Today 29 June 2018 the European Medicines Agency (EMA) announced that two different CAR T-cell therapies are being recommended for approval for people with lymphoma:
- Yescarta (axicabtagene ciloleucel) is recommended as a treatment option for people with diffuse large B-cell lymphoma (DLBCL) or primary mediastinal large B cell lymphoma (PMBL) who have already had at least two courses of treatment but who need more treatment.
- Kymriah (tisagenlecleucel) is recommended as a treatment option for people with DLBCL who have already had at least two courses of treatment but who need more treatment.
This innovative new type of treatment has been a key topic in lymphoma research recently.
The recommendations now go to the European Commission (EC), who make a final decision on whether these treatments can be marketed throughout Europe.

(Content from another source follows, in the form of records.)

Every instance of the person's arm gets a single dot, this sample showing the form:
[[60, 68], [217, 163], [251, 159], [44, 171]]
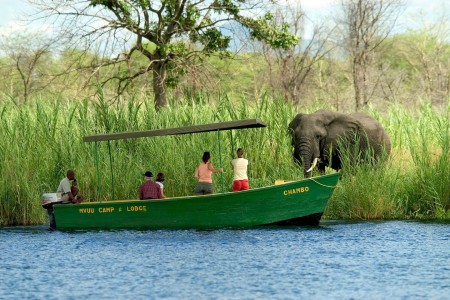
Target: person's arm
[[141, 194], [160, 193], [196, 175]]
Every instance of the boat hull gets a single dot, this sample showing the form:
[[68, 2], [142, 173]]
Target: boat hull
[[294, 203]]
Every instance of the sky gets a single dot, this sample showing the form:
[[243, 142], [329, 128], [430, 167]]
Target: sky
[[12, 11]]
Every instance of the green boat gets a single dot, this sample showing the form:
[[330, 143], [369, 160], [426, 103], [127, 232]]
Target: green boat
[[299, 202]]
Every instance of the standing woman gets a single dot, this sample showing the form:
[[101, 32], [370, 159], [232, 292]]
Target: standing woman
[[203, 174]]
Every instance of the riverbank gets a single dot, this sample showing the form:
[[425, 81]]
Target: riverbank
[[42, 139]]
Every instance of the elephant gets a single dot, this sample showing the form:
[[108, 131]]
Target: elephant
[[324, 133]]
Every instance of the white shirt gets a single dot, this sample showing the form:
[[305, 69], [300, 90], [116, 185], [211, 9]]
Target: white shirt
[[64, 186], [240, 168]]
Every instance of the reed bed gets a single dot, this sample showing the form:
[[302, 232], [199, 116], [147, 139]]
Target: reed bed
[[42, 139]]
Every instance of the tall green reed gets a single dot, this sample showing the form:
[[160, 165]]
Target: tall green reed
[[43, 138]]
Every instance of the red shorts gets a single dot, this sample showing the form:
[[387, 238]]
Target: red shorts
[[240, 185]]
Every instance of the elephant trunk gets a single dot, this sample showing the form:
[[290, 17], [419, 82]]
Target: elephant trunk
[[304, 156]]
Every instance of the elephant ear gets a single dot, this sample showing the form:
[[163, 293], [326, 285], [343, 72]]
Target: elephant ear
[[294, 123]]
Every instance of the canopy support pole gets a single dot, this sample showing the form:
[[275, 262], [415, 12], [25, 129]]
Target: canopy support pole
[[111, 168], [220, 157], [98, 172]]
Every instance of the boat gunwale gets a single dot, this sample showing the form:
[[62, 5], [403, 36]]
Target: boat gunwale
[[214, 195]]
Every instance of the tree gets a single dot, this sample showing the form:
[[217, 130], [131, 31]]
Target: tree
[[164, 32], [365, 23], [28, 55], [290, 68]]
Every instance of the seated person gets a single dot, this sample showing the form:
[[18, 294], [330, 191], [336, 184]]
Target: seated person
[[69, 189], [149, 189]]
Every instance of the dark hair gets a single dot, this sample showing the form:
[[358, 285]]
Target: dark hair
[[206, 156], [160, 177]]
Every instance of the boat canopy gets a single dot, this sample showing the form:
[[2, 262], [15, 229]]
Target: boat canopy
[[229, 125]]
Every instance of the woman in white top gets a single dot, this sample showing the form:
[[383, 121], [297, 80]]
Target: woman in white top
[[159, 180], [239, 165]]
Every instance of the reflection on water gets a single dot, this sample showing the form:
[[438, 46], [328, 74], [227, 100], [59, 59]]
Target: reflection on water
[[378, 260]]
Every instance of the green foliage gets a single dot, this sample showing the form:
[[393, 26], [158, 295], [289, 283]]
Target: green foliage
[[43, 138], [267, 30]]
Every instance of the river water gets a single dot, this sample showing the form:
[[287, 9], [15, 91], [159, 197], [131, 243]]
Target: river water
[[337, 260]]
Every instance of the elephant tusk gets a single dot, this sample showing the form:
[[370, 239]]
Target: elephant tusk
[[313, 165]]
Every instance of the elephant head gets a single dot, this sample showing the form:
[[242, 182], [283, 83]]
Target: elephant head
[[316, 138]]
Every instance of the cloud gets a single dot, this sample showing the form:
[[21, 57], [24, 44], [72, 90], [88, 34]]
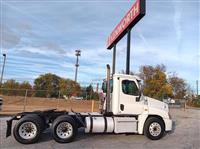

NICE are already assessing both Yescarta and Kymriah to decide whether they should be funded on the NHS in the UK.
What are CAR T cells?
Chimeric antigen receptor T (CAR T) cell therapy uses your own immune system to destroy lymphoma cells. Your own T cells (a type of white blood cell that fights infection) can be genetically modified (changed) to recognise and kill lymphoma cells with a certain protein on their surface.
Your T cells are collected from your blood and genetically modified in a laboratory. The genetically modified T cells (CAR T-cells) are grown in the laboratory until there are enough of them, then given back to you.